Ah, but what you don't realise [and it's not surprising, because MSDN
doesn't make it clear] is that when ScriptTextOut calls ExtTextOut, it
passes glyph indices, and uses the ETO_GLYPH_INDEX option. 

Thus, the two statements are perfectly consistent.  For once, Philippe's
bold statement of fact is right. ;^)

(BTW, the authority for my bold statement of fact above is a conversation
with David Brown, the architect of Uniscribe)

Cheers

- rick cameron

-----Original Message-----
From: Andrew C. West [mailto:[EMAIL PROTECTED] 
Sent: Friday, 11 July 2003 8:53
To: [EMAIL PROTECTED]
Subject: Re: Combining diacriticals and Cyrillic


On Fri, 11 Jul 2003 13:15:14 +0200, "Philippe Verdy" wrote:

> The Win32 Text APIs (such as TextOut) actually DO support UniScribe 
> transparently on Windows XP... In most applications, this means that 
> the UniScribe support works without requiring explicit calls to the 
> Uniscribe API.

Surely some mistake here.

<quote src="MSDN">
Starting with Microsoft Windows 2000, these functions [TextOut, ExtTextOut,
TabbedTextOut, DrawText, and GetTextExtentExPoint] have been extended to
support complex scripts. In general, this support is transparent to the
application. </quote>

<quote src="MSDN">
The [Uniscribe] ScriptTextOut function takes the output of both ScriptShape
and ScriptPlace calls and calls the operating system ExtTextOut function
appropriately. </quote>

Now if Uniscribe's ScriptTextOut function calls ExtTextOut, and according to
Philippe ExtTextOut utilises Uniscribe to output text ...

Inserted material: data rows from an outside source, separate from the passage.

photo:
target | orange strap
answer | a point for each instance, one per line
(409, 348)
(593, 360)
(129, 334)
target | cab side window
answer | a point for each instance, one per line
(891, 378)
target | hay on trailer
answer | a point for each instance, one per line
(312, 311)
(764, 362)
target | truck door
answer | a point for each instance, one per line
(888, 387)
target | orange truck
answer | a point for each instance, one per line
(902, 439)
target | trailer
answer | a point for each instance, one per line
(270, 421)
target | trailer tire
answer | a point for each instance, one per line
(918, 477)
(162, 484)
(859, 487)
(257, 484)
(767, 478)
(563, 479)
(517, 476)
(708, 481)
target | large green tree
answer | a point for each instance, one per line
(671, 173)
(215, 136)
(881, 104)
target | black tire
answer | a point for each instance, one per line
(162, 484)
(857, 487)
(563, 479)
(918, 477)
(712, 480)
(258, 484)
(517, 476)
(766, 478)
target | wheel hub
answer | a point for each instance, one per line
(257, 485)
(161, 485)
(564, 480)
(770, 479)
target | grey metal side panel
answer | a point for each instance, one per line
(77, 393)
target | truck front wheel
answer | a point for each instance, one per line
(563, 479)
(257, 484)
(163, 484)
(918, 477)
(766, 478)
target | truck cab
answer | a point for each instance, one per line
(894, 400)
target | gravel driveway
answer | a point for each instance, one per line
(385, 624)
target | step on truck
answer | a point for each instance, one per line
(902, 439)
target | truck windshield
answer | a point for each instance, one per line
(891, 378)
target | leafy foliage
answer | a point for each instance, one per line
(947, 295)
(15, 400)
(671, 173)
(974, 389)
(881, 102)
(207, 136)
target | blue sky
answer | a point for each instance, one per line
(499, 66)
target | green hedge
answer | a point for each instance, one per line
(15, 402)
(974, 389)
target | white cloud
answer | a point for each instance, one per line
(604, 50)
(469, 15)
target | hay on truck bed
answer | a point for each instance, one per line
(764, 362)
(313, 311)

No, I don't think so. There is a big difference between "support complex
scripts" (MSDN) and "support UniScribe" (Philippe). I don't know what the
exact implementation of complex script support is for ExtTextOut etc., but
I'm pretty sure that it is independant of Uniscribe. Maybe I'm wrong, but at
least I'm not going to dress up a wild guess as a statement of certain fact
as Philippe so likes to do (and it is disingenuous of him to pretend that we
are all picking on him because his English is not good enough - there's
nothing ambiguous about his misleading statements, and if he wants to repeat
them in French they'll still be misleading or just plain wrong).